Capitalization of interest means that the loan is used for the project under construction, and the interest incurred is included in the cost of the project under construction. The fact that the construction in progress can be used does not mean the actual acceptance, but only means that it can be used, so it should not be capitalized, and the corresponding interest expenses should be included in the financial expenses. At present, many enterprises continue to include interest in the cost of construction in progress for performance, and necessary adjustments should be made after the specific amount is implemented.

In addition to fixed assets, there is also a subject "R&D expenditure", which is also called "R&D expenditure" by some enterprises. If an enterprise has this subject, it should pay attention to the specific content of R&D. Some enterprises develop equipment, which will form fixed assets in the future, so it is necessary to go to the scene to see if the enterprise has any physical objects and success. If they succeed, the R&D expenditure on the enterprise's books is still a suspense, and it will continue to happen. Some enterprises research and develop technology. You can ask when the enterprise can succeed in research and development and what materials can support the research and development progress of the enterprise at present. If the enterprise is just in its infancy, and it is uncertain whether it will succeed, or if the enterprise says it will succeed, but the specific time is uncertain, then it is necessary to expensize these expenses and reduce the profits of the enterprise.

2. Residual value rate Neither the accounting standards for business enterprises nor the tax law stipulates the proportion of estimated net residual value accrued by enterprises. Accounting only says that the estimated net salvage value of fixed assets should be reasonably determined according to the nature and use of fixed assets, while the tax law stipulates that once the estimated net salvage value of fixed assets is determined, it cannot be changed. This leaves a lot of operating space for enterprises, but the average enterprise keeps it at 3%-5%. Although it is operable, because there is no hard and fast rule, as long as it is not a large proportion, we generally don't have to pay attention to it.

3. Depreciation period According to the accounting standards, the depreciation period of fixed assets is determined by the enterprise according to the actual situation.

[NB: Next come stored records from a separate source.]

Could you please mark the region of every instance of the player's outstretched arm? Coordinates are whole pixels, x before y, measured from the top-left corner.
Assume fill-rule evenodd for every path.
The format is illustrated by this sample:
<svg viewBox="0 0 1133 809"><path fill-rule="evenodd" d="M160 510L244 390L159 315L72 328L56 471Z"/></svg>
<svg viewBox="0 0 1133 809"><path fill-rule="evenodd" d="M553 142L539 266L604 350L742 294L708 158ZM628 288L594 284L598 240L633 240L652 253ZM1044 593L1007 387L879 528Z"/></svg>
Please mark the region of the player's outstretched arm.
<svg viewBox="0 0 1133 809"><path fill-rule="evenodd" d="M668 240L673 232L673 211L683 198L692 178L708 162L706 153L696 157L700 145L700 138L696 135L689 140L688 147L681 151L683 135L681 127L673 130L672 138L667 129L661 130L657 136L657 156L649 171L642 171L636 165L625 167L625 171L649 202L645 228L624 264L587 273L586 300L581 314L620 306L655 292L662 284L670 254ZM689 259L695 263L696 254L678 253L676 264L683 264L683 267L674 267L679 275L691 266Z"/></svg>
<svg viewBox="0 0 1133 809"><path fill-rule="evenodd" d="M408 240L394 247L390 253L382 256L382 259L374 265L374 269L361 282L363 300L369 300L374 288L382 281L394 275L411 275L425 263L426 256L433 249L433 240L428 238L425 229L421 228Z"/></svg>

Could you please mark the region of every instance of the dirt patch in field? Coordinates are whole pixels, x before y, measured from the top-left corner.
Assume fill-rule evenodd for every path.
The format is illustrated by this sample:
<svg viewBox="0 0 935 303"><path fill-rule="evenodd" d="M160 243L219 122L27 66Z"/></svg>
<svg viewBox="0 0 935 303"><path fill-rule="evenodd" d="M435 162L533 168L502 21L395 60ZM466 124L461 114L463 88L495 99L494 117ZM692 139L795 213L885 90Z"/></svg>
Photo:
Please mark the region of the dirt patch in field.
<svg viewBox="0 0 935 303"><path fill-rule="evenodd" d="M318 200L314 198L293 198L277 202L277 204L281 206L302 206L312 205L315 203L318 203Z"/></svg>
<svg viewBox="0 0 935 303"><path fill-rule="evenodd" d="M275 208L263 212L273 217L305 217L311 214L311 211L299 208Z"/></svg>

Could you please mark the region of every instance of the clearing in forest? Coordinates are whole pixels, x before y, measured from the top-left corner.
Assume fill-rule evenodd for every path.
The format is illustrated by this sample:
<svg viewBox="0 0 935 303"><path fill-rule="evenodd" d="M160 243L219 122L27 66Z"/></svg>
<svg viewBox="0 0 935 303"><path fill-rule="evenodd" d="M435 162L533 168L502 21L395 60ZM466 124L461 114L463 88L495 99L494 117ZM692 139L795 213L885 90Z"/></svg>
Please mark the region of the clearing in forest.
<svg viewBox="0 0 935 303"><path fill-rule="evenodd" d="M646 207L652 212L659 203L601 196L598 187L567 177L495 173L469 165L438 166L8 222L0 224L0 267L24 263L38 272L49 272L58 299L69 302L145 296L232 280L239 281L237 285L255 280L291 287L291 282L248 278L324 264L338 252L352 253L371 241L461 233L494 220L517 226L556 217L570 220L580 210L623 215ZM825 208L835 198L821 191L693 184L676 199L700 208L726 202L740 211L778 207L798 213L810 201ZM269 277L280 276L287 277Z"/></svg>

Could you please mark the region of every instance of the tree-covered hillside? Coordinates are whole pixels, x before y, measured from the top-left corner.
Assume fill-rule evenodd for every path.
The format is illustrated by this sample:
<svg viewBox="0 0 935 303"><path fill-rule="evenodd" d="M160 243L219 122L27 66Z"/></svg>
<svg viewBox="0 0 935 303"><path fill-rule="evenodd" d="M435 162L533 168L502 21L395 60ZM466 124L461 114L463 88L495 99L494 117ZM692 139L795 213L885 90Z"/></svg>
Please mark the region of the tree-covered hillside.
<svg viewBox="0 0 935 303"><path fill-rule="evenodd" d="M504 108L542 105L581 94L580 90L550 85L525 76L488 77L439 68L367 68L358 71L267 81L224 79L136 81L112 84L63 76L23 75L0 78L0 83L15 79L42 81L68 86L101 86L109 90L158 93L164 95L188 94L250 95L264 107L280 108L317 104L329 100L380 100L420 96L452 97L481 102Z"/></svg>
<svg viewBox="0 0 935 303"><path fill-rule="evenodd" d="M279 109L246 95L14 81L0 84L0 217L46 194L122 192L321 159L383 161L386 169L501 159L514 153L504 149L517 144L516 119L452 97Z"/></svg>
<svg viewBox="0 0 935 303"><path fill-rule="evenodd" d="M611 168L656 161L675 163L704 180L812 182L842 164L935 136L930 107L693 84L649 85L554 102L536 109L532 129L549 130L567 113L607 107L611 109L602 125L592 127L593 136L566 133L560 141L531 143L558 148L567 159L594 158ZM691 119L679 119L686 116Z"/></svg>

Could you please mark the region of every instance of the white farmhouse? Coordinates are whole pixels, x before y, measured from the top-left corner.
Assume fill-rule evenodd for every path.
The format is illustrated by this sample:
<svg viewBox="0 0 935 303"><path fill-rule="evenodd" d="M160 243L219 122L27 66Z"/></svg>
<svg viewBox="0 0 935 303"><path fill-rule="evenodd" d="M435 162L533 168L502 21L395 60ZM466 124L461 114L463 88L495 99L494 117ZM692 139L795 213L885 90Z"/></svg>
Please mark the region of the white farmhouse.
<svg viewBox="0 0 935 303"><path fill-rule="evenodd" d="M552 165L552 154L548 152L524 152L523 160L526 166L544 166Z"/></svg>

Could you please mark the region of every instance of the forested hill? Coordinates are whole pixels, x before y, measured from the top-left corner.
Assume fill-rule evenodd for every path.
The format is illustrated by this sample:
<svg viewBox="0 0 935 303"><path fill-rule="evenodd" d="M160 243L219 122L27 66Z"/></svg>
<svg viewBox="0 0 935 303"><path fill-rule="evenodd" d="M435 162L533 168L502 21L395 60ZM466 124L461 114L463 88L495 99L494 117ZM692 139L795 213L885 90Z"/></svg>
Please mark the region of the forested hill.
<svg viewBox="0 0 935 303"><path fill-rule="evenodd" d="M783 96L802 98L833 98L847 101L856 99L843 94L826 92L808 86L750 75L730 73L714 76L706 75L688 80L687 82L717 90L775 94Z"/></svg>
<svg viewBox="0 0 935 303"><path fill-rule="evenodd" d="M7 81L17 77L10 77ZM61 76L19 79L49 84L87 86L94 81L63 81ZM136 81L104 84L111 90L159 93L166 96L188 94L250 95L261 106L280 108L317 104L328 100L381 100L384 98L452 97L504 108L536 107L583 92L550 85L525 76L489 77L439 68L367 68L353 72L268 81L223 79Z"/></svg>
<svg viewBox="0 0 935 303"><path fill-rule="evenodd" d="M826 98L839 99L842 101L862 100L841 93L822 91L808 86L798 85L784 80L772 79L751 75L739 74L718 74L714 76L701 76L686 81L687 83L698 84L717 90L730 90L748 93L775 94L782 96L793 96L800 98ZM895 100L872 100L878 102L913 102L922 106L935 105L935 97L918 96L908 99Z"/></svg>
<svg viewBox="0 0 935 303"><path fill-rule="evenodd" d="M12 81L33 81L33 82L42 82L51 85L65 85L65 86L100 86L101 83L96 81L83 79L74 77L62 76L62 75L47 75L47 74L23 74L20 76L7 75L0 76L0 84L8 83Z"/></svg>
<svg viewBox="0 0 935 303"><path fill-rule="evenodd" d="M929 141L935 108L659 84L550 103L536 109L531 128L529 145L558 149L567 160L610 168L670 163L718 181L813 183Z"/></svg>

There is no specific fixed number of years, but the tax law stipulates the depreciation period, including: buildings and structures are not less than 20 years; Aircraft, trains, ships, machinery and other production equipment should be no less than 10 years; Appliances, tools and furniture (related to production activities) shall be no less than 5 years; Vehicles other than airplanes, trains and ships shall be no less than 4 years; Electronic equipment should be used for at least 3 years.

Because there is no specific fixed number of years in accounting, the general enterprise will choose the fixed number of years appropriately according to the performance of the enterprise without violating the tax regulations. If the enterprise does not want to pay more taxes, the depreciation period will be shorter; If you want performance, the reverse is also true.

4. Depreciation accrual methods Generally speaking, depreciation accrual methods include average life method, workload method and accelerated depreciation method. And the tax has strict requirements on this piece, so I won't discuss it here.

(D) the use of bad debt reserves

The accounting methods of bad debts of enterprises generally include specific identification method, balance percentage method and aging analysis method, among which aging analysis method is widely used by enterprises, and some enterprises combine specific identification method with aging analysis method, which is allowed by the accounting standards for enterprises.